Optimal DMA scatter read strategy pass #

Looking to optimize FPGA DMA card reads by using scatter reads, etc.

Working out a fairly optimal way to read via FPGA DMA card target process memory. The scenario is tyically small reads of maybe a 100 or more at the time.

Optimal'ish read rules: A) Faster to read in a batch using VMMDLL_MemReadScatter B) VMMDLL_MemReadScatter reads can not bleed from one page to another, minimal size is 8 bytes, and can only read one 4096 (one page) max at the time. Need to to either breakdown and mangange into a series of smaller MEM_SCATTER and/or do additional seperate series of VMMDLL_MemRead type reads. C) Better to read in 4096 (page size) chunks vs a bunch of small reads. D) Best to scatter read from addresses that are close to each other. E) Can prefetch pages to read via a series of VMMDLL_MemPrefetchPages for performance.

TODO: Is VMMDLL_MemReadScatter or the VMMDLL_Scatter_ExecuteRead use setup faster? TODO: More optimal on page (or some other higher) aligned addresses? TODO: Scatter reads are limited to only 12 max reads per batch?

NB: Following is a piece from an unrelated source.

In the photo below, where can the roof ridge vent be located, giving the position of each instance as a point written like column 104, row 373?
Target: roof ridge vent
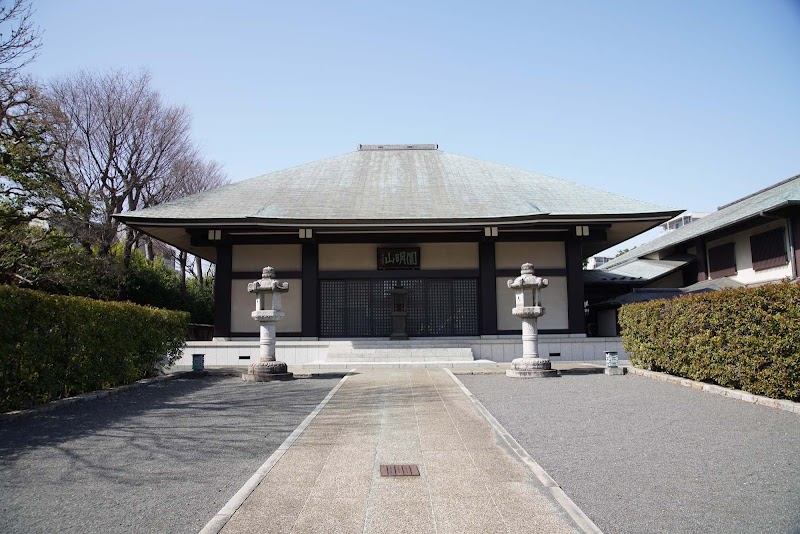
column 398, row 147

C/C++ pseudocode: Required components:

A std::list<MEM_SCATTER> to build up the scatter read list. In a linked list to make it optimal for suffling/sorting around, or could be in a std::vector<MEM_SCATTER> so it can be fed into VMMDLL_MemReadScatter. Vs commiting list to vector at the end.
Novel(maybe) Peephole optimization: A "Peephole" like optimization that will coalesce groups of small reads into larger up to page sized reads. Optimizes by turning a bunch of small reads into a single larger page block read. Uses system of containers to encapsilate and manage the sub-MEM_SCATTER cotainers. At the top level will be a container that is has/or sub-classes a single MEM_SCATTER. Then an subordinate internal array of MEM_SCATTER containers that describe the reads in the large block source container.

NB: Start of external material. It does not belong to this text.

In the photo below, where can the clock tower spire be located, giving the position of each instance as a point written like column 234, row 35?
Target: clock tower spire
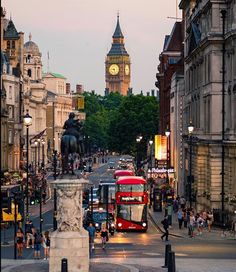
column 117, row 64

And at least even without the Peephole optimization, this setup is requred to handle reads that are larger than a page, and reads that land on page boundries. Lets call this system "MemPeephole" for short.

Read poll steps:

Organize the series of desiried reads into a MEM_SCATTER (or a smaller local container) linked list (for fast sorting suffling around). Or diectly for the final std::vector<MEM_SCATTER> as that's what is needed to feed to VMMDLL_MemReadScatter.
Sort by ascending addreses (covers rule 'D' and sets up for following rules).
MemPeephole: Iterate the list, breaking down and small MEM_SCATTER into one large MEM_SCATTER block read. Also handles the case reads accross page boundries and for reads larger than a page. Once this pass is done, typicall the MEM_SCATTER list will be much smaller since we reduced so many sub-reads. Covers rules 'B' and 'C' (still maintaining 'D').
Build a temp list of pages based on the read list and feed the page addresses to VMMDLL_MemPrefetchPages for a potential boost; rule 'E'.
Feed the list to VMMDLL_MemReadScatter and wait for all the reads to complete. TODO: The function is apparently asyncronious so might need to add a WaitForScatterReads function to VMM, or maybe the VMMDLL_Scatter_ExecuteRead series are the ones to use.
From the MemPeephole series reads, copy the memory from the block reads into a series of small py pointer ones.

For the code that needs the data, could be maintained in these lists by pointer avoiding unessary memory copies.